Mais revenons aux origines. Katrina, c’est 2005, le début du 21em siècle alors que le Faubourg Treme est né au 19em siècle avec l’expansion de la Nouvelle-Orleans. L’esclavage n »est pas aboli, une forme d’inhumanité règne sur le sud profond. Dans cette inhumanité grandit dans le courant du 19em siècle ce qu’on pourrait appeler un « miracle Treme ». Tout commence par la vente à la fin du 18em siècle de terrains à la ville de la Nouvelle-Orleans qui a besoin d’espace. Le vendeur est Claude Treme, un français d’origine. Sur ces terrains un nouveau quartier s’éleve avec une population mélangée de Noirs et de Blancs, de riches et de pauvres et surtout avec une très forte proportion de Noirs libres. Ainsi avant l’abolition de l’esclavage, Treme est à la fois un espace de liberté qui préfigure l’avenir et un facteur de l’émancipation future. On retient la plupart du temps les grandes dates et les « événements » de l’histoire en oubliant ce qui a amené ces grandes dates. Avec la perspective du temps on peut dire que ce petit quartier de Louisiane a joué un rôle fondamental dans l’histoire des Etats-Unis. Le film aide à comprendre comment (2).

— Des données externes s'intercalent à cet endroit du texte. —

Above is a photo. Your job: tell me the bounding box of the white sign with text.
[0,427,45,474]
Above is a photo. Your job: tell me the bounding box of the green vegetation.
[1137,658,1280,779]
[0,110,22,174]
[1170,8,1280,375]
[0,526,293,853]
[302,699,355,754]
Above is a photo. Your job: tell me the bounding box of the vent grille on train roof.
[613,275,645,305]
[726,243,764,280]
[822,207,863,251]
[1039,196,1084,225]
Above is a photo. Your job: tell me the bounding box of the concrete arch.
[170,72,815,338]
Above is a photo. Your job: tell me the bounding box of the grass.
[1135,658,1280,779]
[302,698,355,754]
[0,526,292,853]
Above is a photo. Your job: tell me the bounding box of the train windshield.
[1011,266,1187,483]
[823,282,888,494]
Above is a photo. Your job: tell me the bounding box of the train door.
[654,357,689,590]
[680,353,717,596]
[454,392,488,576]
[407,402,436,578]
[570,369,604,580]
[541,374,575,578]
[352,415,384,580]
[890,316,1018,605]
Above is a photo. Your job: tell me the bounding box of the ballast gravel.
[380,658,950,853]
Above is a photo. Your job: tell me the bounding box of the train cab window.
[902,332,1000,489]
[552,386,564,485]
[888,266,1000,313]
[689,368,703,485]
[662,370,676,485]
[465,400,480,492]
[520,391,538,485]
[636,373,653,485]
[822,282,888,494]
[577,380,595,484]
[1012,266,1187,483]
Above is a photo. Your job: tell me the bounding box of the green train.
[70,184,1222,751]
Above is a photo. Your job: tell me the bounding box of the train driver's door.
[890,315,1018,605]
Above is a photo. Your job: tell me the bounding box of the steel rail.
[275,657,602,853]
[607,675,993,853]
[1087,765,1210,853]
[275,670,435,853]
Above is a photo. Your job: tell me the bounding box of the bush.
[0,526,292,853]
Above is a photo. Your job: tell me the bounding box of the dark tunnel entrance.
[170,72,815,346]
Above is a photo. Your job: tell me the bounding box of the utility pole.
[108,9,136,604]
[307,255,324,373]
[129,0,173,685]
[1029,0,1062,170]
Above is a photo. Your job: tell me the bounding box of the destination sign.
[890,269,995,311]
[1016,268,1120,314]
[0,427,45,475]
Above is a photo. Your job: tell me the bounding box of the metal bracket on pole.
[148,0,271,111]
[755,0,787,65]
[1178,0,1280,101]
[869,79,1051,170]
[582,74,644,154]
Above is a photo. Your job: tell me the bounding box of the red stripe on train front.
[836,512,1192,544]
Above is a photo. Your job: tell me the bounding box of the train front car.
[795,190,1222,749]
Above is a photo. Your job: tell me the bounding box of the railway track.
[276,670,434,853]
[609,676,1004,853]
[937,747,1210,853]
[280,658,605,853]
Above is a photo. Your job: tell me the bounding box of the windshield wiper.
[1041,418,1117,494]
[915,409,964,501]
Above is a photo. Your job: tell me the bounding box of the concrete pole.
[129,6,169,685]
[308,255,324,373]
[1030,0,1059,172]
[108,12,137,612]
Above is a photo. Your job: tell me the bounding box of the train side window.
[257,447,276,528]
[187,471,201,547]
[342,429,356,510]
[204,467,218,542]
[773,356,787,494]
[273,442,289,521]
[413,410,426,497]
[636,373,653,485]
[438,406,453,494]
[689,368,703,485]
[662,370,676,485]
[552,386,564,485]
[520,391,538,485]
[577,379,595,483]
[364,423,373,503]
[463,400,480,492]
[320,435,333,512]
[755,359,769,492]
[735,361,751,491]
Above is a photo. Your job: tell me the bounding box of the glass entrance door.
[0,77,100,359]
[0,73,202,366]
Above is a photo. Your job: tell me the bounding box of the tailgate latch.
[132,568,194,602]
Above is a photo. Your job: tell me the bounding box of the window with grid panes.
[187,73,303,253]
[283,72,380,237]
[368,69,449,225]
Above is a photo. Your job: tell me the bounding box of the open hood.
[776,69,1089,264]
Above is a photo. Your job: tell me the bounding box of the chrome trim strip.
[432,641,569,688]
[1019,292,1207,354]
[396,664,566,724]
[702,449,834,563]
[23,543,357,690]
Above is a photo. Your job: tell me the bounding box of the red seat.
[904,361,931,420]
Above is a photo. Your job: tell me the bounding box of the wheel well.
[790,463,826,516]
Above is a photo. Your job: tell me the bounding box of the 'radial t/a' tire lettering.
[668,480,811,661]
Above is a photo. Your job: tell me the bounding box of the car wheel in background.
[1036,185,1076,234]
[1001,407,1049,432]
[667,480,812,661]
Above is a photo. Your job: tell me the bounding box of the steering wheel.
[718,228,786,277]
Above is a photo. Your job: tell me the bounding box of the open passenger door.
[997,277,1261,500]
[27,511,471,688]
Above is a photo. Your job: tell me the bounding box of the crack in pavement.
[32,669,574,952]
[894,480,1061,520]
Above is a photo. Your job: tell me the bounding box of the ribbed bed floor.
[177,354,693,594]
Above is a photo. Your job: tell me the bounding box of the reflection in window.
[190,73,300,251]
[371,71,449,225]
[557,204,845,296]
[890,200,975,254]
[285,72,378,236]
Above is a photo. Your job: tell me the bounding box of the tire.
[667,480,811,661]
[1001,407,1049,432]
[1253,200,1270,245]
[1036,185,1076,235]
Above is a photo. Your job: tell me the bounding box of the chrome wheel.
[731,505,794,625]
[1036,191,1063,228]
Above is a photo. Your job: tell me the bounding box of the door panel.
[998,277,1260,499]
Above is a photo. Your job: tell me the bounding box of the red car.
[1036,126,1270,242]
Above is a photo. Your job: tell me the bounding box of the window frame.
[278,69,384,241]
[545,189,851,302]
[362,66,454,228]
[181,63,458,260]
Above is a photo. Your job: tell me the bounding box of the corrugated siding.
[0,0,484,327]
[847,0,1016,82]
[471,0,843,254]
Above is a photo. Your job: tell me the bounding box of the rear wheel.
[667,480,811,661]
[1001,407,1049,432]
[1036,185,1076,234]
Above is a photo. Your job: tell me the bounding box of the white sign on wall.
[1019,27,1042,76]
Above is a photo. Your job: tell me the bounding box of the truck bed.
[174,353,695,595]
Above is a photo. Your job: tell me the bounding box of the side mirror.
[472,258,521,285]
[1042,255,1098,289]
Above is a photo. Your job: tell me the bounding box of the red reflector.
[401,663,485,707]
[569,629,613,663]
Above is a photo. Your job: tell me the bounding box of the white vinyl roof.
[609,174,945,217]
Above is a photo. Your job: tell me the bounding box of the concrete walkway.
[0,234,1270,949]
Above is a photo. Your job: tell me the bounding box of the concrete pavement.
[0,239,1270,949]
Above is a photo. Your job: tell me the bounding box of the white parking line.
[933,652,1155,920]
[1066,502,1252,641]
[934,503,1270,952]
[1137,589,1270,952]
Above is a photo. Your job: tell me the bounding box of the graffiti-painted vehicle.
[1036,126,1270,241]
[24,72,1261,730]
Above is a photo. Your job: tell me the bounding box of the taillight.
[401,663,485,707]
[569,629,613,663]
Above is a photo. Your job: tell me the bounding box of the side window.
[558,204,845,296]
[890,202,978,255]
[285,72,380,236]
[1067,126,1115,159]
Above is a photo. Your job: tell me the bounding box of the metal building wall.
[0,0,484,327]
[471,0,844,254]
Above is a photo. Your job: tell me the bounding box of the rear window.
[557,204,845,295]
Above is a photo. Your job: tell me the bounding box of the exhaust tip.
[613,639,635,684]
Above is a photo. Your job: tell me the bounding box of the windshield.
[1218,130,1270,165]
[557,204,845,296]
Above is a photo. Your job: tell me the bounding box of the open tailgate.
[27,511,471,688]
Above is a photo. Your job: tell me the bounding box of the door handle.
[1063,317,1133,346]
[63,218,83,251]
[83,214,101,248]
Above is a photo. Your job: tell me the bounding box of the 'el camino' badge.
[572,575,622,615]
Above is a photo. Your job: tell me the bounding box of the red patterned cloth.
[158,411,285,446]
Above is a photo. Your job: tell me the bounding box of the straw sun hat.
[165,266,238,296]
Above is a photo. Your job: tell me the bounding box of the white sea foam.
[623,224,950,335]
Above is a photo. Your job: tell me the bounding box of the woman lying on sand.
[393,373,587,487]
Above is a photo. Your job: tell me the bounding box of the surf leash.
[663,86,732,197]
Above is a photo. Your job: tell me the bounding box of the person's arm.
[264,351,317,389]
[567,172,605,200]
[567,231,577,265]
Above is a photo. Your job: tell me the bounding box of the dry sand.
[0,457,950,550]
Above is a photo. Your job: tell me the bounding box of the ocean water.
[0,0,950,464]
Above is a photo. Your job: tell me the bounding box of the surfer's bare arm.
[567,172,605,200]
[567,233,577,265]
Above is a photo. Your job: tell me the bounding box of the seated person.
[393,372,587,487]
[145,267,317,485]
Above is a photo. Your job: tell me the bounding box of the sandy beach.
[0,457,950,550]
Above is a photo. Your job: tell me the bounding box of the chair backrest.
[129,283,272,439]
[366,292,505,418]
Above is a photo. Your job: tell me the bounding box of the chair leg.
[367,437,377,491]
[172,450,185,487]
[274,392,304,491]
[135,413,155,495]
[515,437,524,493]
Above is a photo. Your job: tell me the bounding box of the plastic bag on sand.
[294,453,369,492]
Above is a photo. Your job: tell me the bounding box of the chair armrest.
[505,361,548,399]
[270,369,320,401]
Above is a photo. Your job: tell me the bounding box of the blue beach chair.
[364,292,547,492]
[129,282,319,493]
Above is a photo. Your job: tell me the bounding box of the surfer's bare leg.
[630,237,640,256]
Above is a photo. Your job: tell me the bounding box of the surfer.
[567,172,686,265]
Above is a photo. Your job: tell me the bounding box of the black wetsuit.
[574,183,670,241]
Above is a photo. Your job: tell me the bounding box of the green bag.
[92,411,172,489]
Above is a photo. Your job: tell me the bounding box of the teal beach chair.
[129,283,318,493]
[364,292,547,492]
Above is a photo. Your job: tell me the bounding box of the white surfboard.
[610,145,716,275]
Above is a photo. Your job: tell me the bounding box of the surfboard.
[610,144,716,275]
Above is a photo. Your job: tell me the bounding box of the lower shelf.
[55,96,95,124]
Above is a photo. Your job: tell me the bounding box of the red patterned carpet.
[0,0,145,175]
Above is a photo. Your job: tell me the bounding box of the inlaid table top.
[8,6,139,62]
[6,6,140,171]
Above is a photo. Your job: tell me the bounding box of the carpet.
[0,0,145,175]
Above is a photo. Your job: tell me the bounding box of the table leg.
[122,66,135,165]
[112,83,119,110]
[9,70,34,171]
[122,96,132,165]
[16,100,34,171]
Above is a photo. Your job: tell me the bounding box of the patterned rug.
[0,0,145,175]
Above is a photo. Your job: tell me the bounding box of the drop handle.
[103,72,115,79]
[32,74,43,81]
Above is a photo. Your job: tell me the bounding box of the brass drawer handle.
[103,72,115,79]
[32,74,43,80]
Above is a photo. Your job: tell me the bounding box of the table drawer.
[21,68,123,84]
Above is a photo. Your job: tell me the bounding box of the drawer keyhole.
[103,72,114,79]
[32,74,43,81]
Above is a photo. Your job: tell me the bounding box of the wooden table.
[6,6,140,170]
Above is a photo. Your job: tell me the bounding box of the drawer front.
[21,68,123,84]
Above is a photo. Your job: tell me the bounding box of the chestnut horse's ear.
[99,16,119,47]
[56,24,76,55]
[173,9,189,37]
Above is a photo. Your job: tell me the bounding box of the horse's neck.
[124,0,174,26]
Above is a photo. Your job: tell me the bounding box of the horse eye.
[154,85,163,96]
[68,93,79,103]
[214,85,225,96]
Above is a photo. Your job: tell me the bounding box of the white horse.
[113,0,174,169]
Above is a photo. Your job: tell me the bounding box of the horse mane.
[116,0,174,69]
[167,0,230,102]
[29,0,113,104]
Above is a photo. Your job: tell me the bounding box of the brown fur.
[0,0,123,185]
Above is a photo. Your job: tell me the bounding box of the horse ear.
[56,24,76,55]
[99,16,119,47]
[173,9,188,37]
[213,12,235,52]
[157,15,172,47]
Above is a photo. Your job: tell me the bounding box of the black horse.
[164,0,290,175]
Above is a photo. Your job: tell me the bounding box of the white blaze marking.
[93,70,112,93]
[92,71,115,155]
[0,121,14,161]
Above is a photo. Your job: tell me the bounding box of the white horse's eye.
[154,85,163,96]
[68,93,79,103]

Anomalie dans une société fondée sur l’inégalité raciale
Dans ce nouveau quartier de la Nouvelle-Orleans, les gens se parlent, cohabitent et entretiennent une solidarité de proximité, quelle que soit leur couleur. C’est tout sauf évident dans le sud des Etats-Unis du 19em siècle. Alors pourquoi, alors qu’au même moment dans les grandes plantations esclavagistes, régnent une violence et un ordre si différents ?
La première explication possible est que la ville, l’urbanité engendrent des rapports sociaux autres, même dans une société esclavagiste. Les Noirs, maintenus en esclavage pouvaient se déplacer seuls dans les rues de la Nouvelle-Orleans, ils pouvaient avoir du temps pour travailler pour eux mêmes, gagner quelque argent et être en situation, pour quelques uns, de racheter leur propre liberté.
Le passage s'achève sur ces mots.